ICC Agrees to Try Saif al-Islam in Libya
The chief prosecutor of the International Criminal Court at The Hague has agreed to try Saif al-Islam, son of former Libyan strongman Muammar Qaddafi, in his home country.
Libya's National Transitional Council had said Sunday that they would not turn him over to the Court for transfer abroad to The Hague for his trial. The interim government was poised to announce a new Cabinet, which it did on Tuesday, hours after meeting in Tripoli with U.S. Ambassador to the United Nations Susan Rice.
Luis Moreno-Ocamo told the Reuters news agency during a visit to Tripoli that he would not insist that the younger Qaddafi be transferred to The Hague for the trial.

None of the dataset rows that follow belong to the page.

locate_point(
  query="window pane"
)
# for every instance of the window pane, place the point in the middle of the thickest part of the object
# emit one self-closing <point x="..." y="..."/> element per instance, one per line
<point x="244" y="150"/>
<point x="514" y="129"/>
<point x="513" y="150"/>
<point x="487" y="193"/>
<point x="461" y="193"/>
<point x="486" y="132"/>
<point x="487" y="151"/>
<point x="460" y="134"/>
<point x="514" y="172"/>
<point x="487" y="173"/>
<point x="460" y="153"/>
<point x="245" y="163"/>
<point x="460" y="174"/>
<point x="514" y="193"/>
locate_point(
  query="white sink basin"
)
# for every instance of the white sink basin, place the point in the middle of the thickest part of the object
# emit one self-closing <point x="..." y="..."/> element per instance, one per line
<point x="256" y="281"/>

“My standard, the standard of the ICC, is that it has to be a judicial process that is not organized to shield the suspect,” he told reporters at a briefing early Wednesday. “That's it.
“The point is that for Libya, and I respect that, it is very important to do the cases in Libya. This is a right and I have nothing to say. I'm not competing for the case.”
Saif al-Islam was betrayed to his captors by a Libyan nomad who said he was hired by Qaddafi's son to help him reach neighboring Niger in exchange for a payment of one million euros. After the younger Qaddafi was captured, fighters searched his car and found less than $5,000 in the vehicle, confirming the nomad's fears that he was to be executed at the border after helping Saif al-Islam reach safety.
Former intelligence chief Abdullah al-Senussi, who is also wanted by the ICC, is still at large. Libyan officials had said earlier that Senussi had been captured, but the report was false.